What's the difference between `next_variable()` and `reconstruct()` in `IteratorVariable`

Hi team! I’m new to Dynamo and have a question.

I noticed that next_variable() and reconstruct() are not called in all cases,
so what’s the difference between them and when are they called?

Case 1 will call reconstruct():

def fn1():
    @torch.compile(backend="eager", fullgraph=True)
    def fn(x):
        x = x + 1
        return zip(range(3), [0, 1, 2])

    inputs = torch.ones(1)
    res = fn(inputs)
    print(list(res)) # [(0, 0), (1, 1), (2, 2)]

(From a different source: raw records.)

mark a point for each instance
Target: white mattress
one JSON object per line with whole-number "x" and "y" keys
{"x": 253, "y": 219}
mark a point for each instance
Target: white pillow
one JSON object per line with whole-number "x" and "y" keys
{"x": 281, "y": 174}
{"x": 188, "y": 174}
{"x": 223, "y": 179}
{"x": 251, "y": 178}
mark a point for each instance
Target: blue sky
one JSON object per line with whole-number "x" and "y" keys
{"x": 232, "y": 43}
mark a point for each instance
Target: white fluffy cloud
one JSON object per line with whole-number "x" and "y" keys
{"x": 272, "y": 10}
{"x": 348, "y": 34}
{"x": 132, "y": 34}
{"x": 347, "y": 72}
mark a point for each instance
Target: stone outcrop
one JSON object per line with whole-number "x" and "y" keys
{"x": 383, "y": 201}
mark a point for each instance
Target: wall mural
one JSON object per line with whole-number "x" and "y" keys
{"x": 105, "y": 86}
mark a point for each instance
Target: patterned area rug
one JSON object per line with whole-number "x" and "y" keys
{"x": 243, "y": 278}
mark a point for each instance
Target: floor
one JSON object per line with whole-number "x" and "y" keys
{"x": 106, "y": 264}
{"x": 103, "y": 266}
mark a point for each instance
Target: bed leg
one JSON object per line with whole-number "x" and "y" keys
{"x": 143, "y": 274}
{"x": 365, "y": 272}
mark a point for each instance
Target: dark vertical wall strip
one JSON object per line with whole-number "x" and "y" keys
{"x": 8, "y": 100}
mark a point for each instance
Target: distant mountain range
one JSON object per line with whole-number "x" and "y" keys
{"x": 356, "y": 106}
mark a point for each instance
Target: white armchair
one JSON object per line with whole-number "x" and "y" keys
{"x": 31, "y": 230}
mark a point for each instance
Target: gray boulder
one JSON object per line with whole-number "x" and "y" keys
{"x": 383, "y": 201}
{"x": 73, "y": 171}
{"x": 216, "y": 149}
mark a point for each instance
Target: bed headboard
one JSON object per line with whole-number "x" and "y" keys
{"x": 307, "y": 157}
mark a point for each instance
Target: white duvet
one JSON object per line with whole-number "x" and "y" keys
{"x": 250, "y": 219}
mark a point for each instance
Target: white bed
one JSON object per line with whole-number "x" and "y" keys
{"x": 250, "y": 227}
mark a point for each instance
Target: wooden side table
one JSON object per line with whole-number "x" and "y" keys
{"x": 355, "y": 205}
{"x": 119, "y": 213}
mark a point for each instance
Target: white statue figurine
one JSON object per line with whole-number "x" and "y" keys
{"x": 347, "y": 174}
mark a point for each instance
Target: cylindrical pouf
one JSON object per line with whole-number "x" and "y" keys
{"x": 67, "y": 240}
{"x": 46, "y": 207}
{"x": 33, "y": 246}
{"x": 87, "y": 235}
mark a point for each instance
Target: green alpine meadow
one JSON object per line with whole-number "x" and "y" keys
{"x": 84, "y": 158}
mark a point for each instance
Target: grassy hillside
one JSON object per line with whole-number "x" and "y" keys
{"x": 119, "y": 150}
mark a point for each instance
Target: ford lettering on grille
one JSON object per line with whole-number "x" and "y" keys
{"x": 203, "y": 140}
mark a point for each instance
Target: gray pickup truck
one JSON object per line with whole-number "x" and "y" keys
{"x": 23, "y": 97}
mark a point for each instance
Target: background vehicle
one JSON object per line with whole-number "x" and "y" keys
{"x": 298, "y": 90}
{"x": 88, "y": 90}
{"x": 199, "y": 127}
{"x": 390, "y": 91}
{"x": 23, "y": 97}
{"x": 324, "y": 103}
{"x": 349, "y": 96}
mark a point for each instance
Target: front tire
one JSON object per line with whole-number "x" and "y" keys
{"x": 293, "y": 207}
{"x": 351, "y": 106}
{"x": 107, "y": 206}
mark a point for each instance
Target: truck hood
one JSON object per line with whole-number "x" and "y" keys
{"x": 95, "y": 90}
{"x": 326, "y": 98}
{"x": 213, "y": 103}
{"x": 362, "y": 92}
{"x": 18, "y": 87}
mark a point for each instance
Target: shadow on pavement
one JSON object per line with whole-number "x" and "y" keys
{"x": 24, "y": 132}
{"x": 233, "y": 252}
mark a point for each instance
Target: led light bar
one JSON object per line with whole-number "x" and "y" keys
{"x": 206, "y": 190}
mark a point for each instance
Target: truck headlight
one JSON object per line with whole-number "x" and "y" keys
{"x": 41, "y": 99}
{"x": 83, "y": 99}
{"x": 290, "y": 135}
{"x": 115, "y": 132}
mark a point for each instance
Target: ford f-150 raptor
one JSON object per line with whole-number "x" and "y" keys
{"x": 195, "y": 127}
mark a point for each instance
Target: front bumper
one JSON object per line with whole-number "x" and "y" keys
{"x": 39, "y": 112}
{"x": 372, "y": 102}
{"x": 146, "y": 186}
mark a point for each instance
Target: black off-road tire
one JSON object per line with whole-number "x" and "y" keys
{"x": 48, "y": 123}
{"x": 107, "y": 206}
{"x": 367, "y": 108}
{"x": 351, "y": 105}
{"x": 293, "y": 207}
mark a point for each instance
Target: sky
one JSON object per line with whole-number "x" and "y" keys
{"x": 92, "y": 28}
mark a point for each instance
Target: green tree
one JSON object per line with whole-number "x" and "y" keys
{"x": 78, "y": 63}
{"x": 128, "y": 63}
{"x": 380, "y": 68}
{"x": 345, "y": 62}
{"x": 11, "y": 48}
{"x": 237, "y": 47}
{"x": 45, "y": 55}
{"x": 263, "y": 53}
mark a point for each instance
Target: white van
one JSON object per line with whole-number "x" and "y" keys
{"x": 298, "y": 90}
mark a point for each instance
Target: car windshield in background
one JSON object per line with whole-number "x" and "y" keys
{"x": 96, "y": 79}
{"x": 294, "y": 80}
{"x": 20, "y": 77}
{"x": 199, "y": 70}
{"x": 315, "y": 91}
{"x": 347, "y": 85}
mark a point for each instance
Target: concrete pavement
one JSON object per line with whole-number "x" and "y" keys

Case 2 will call next_variable():

def g(x):
    return x.requires_grad

@torch.compile(backend="eager", fullgraph=True)
def fn(inputs):
    out = inputs[0]
    for inp in filter(g, inputs):
        out = out * inp
    return out

input1 = torch.arange(2, dtype=torch.bfloat16)
input2 = torch.arange(2, dtype=torch.bfloat16).requires_grad_(True)
inputs = [input1, input2]

res = fn(inputs)
print(res) # tensor([0., 1.], dtype=torch.bfloat16, grad_fn=<MulBackward0>)

next_variable symbolically evaluates a call to next() on an iterator

reconstruct generates output bytecode to push a copy of the variable (in this case an iterator) onto the stack

The first one calls reconstruct because you are returning the iterator, so dynamo is forced to create an iterator at runtime. The second one can statically remove the iterator from your program since it is not visible outside the function.

1 Like

Wow thanks so much! Very helpful info!